The model provides, over a 1-year time period, the difference in expense generated from the base case (100% needles of other brands) compared to three different alternative scenarios in which an increase in the percentage of use of the BD needles and programme (20%, 50% and 100%) is hypothesised. All of this is done assuming that the population subject to the analysis is static and not dynamic during the observation year, that is to say, a possible reduction in the size of the population due to mortality was not considered. It is believed that given the brevity of the observation period, this effect would be insignificant.

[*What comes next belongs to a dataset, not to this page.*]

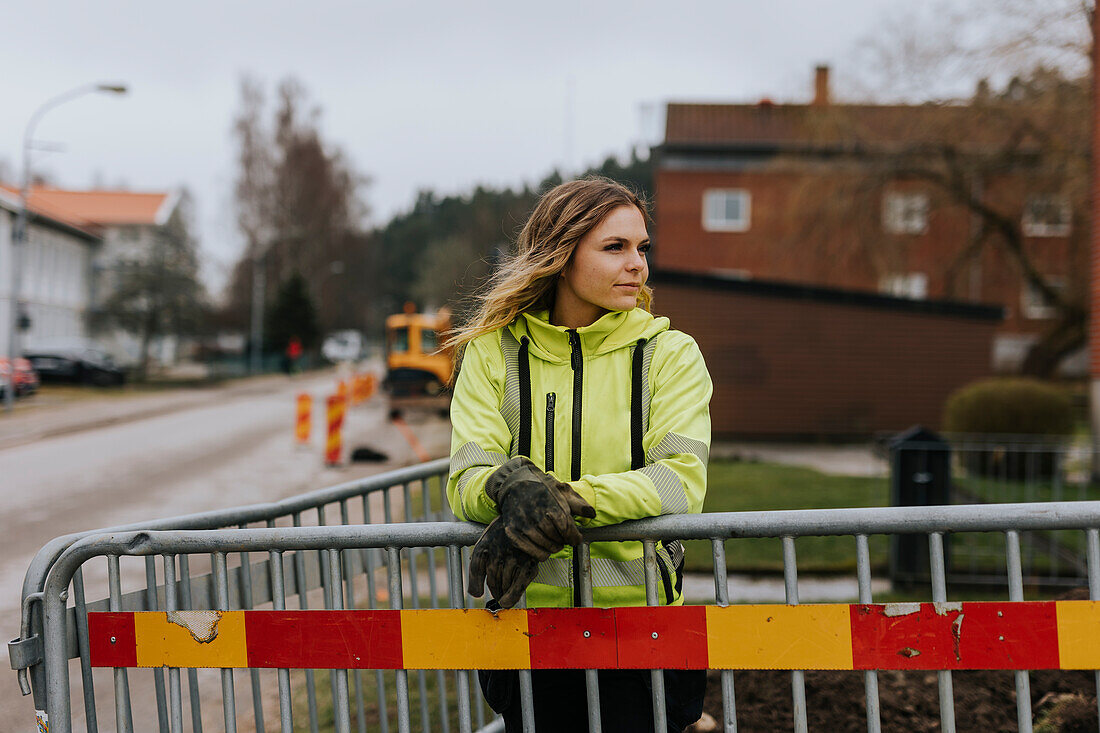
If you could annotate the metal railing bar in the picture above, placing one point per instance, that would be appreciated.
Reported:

The univariate sensitivity analysis was conducted in order to determine how much the selection of criteria for determining the value of the consumption of healthcare resources could influence the results of the BIM. Even significantly reducing the reimbursement price for insulin or the costs used to determine the value of complication management, the patient who uses BD needles still represents the lowest cost of treatment and a significant cost savings for the Italian NHS.
Conclusion
While the reservations mentioned above should be taken into account, this analysis described a reliable economic scenario deriving from a greater use of the BD needles and the joint educational programme and how such a course of treatment could result in a lower cost incurred by the Italian NHS for the management of insulinised patients with type 2 diabetes. As this analysis represents one of the first attempts, it is hoped that in the near future, this result can be checked against what is demonstrated by clinical practice. Possible data obtained from Italian records could in fact definitively enhance the analyses coming from BIMs.
Footnotes
Declaration of conflicting interests
The author(s) declared no potential conflicts of interest with respect to the research, authorship and/or publication of this article.
Funding
This analysis has been supported by an unconditional research grant from Becton Dickinson S.p.A.